Saturday 29 November 2014

Driver Distraction – Up There With Speeding and Drink Driving, in Terms of Road Safety?


Road safety statistics suggest 9 out of 10 collisions are due to human errors, with the NHTSA (in the US) estimating that 25% of collisions are due to driver distraction. But what is distracting drivers behind the wheel and do these distractions affect everyone in the same way?

It is suggested that a distracted driver is 4 times more likely to be involved in an accident behind the wheel. Mobile phones are not the only source of distraction behind the wheel, eating, smoking or even changing a CD also remove a driver’s concentration from the road long enough to result in an accident.

But it is due to the ever increasing use of mobile phones to make calls, send text messages, take photos and use social media which have led to these concerns for driver distraction.
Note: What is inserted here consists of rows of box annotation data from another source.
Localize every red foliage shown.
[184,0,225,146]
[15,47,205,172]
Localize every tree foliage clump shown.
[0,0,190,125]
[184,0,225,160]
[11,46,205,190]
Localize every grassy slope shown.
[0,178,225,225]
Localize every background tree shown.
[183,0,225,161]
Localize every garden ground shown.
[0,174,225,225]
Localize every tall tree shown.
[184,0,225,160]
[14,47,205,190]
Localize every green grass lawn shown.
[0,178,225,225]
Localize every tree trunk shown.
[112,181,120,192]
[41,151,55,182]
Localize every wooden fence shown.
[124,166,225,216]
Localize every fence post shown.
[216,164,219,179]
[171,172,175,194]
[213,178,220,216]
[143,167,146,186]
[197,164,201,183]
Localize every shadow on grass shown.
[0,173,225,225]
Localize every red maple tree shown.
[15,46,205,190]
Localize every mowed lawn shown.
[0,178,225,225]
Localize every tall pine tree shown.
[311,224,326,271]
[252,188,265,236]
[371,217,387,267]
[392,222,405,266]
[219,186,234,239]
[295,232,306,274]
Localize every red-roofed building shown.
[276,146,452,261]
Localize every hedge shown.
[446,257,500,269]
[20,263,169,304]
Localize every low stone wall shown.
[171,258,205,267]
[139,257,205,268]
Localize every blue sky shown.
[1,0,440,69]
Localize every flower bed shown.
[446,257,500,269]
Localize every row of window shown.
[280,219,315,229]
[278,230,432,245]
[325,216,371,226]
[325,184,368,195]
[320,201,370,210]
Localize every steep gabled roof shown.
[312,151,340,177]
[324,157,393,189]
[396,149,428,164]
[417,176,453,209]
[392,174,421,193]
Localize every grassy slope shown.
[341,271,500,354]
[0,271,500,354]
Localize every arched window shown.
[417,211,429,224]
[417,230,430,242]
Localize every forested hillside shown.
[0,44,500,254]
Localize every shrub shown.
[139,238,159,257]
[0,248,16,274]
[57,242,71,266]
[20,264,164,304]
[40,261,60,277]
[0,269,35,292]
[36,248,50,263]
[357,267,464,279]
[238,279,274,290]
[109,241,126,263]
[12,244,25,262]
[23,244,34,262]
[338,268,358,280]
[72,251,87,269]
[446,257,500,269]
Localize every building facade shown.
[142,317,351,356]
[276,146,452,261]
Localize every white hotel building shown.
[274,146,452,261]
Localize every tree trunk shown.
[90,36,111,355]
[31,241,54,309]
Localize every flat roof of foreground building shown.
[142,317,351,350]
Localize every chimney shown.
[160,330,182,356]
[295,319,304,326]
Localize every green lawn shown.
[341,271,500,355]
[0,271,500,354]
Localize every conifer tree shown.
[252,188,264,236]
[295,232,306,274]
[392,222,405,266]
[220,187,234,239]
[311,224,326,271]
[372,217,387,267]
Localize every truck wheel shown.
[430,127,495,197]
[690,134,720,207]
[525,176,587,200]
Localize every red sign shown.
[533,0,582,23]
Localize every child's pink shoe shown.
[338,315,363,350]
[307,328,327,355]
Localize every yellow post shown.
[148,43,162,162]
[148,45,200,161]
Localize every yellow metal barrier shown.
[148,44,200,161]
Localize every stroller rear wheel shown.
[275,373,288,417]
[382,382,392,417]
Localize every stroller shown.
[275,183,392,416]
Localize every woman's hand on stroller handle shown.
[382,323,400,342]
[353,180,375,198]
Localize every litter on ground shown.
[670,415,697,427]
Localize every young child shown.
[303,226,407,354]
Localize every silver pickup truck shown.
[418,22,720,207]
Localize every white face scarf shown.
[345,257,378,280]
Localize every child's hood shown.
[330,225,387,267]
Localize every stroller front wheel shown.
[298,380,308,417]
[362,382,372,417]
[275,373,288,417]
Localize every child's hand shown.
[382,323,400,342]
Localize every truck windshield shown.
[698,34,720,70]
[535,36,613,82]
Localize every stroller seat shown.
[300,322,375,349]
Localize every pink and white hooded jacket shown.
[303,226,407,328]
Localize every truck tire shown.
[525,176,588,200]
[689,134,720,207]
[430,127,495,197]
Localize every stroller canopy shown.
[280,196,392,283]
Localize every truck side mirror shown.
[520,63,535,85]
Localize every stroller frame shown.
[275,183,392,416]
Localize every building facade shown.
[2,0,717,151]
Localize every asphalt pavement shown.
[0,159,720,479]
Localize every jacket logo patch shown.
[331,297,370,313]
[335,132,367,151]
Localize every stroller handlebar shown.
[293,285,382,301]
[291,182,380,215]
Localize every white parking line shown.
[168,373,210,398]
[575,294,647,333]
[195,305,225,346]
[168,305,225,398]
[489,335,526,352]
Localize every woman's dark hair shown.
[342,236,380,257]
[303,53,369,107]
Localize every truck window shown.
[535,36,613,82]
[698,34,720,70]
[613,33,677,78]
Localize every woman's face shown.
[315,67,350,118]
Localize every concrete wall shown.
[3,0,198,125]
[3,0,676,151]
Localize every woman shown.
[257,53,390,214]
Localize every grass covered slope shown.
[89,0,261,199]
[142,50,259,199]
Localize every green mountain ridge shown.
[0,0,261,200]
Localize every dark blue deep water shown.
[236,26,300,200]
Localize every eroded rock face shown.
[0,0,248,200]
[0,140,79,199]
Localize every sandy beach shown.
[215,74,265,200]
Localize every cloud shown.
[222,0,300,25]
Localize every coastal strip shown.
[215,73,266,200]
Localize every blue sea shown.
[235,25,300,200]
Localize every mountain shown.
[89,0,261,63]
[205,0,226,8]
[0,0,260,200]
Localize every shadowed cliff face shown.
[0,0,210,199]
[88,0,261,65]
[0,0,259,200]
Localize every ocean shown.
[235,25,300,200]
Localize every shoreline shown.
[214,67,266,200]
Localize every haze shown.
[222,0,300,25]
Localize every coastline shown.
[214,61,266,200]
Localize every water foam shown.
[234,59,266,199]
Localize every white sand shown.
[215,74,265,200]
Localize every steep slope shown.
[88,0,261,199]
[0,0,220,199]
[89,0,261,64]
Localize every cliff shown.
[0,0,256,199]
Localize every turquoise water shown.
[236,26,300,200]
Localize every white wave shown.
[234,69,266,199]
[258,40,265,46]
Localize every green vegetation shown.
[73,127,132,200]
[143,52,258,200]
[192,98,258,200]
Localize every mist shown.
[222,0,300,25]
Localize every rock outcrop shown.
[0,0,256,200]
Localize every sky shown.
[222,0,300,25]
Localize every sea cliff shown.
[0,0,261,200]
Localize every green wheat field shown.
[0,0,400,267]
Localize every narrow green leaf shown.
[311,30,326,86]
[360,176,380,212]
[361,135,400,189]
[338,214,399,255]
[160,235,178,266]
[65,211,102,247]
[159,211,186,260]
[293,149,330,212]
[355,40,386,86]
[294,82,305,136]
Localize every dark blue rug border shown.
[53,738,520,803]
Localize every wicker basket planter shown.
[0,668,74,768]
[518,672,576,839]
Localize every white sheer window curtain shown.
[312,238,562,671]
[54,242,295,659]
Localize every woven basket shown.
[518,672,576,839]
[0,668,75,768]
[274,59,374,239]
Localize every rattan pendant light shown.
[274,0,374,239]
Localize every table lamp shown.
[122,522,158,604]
Advertising campaigns play hypothetical – and sometimes even real – stories of the consequences of driver distraction through our televisions on a daily basis. Yet, drivers continue to take these risks.
But you use a hands-free devise?

Research also suggests that the use of hands-free devices does little to improve driver concentration, although they did tend to prevent drivers from preforming other tasks which demand more of the driver’s concentration (for example texting or eating).

Until autonomy can be a safe and practical reality, driver distraction must be minimised. Are advertising campaigns alone capable of doing this? Are heavier penalties and stricter enforcement the answer? Or does this issue require the more drastic action of making vehicles mobile phone signal black-spots?